- Born: 1963 (age 62–63) Mortsel
- Education: KU Leuven, LUCA School of Arts
- Known for: visual art

= Ana Torfs =

Belgian visual artist

Ana Torfs (born in 1963, Mortsel) is a Belgian visual artist.

In her installations she uses a wide range of reproducible media, including slide projections, audio, photographs, prints, video, tapestries, and film.

== Life ==
Torfs studied communication science at the University of Leuven and film and video at the Sint-Lukas University College of Art and Design in Brussels.
Torfs has lived and worked in Brussels since 1986.

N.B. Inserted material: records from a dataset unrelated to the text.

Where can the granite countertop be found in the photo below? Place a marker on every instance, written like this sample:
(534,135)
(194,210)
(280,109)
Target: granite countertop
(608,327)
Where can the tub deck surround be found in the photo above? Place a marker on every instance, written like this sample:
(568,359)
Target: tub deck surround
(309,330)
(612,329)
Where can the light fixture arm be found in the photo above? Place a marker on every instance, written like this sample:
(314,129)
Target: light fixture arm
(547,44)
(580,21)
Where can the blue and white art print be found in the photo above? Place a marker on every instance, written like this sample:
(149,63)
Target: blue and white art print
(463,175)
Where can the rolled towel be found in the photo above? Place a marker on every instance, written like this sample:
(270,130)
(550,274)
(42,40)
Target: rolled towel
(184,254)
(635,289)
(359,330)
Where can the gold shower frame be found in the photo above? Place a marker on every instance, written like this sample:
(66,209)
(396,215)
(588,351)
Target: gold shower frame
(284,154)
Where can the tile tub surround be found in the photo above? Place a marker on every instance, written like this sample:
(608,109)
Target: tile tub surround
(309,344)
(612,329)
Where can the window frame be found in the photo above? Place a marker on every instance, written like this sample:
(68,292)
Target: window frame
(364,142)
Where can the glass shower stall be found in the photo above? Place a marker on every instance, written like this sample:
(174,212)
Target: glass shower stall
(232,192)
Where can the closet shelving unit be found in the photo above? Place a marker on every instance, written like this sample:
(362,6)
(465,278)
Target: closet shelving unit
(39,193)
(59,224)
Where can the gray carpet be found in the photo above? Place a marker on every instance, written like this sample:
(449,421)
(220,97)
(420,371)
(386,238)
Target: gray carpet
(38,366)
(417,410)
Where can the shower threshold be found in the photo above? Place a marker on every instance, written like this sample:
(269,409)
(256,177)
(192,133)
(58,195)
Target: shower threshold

Torfs has had solo exhibitions at "MUAC" in Mexico, City (2021), at "Bozar" in Brussels (2020) the Pori Art Museum in Finland, in the Calouste Gulbenkian Museum in Lisbon, at Wiels, Centre for Contemporary Arts in Brussels, 2014, at Generali Foundation in Vienna in 2010, at Kunstsammlung Nordrhein-Westfalen in Düsseldorf in 2010, at the Sprengel Museum in Hannover, 2008, at the Argos Centre for Art and Media in Brussels in 2007, at daadgalerie in Berlin, 2006, at Gesellschaft für Aktuelle Kunst in Bremen in 2006, and at Bozar in Brussels in 2000. She has participated in numerous international group exhibitions including the 8th Contour Biennial in Mechelen in 2017, the Parasophia International Festival of Contemporary Culture in Kyoto, 2015, the 1st International Biennial of Contemporary Art of Cartagena de Indias in 2014, the Sharjah Biennial in 2013, the Manifesta 9 in Genk in 2012, the 2nd La Biennale de Montreal in 2000 and the 3rd Lyon Biennale of Contemporary Art in 1995. In 2004 she was invited by the Dia Art Foundation in New York to create a web project. In 2004, A Prior Magazine 10 was dedicated to the work of Ana Torfs.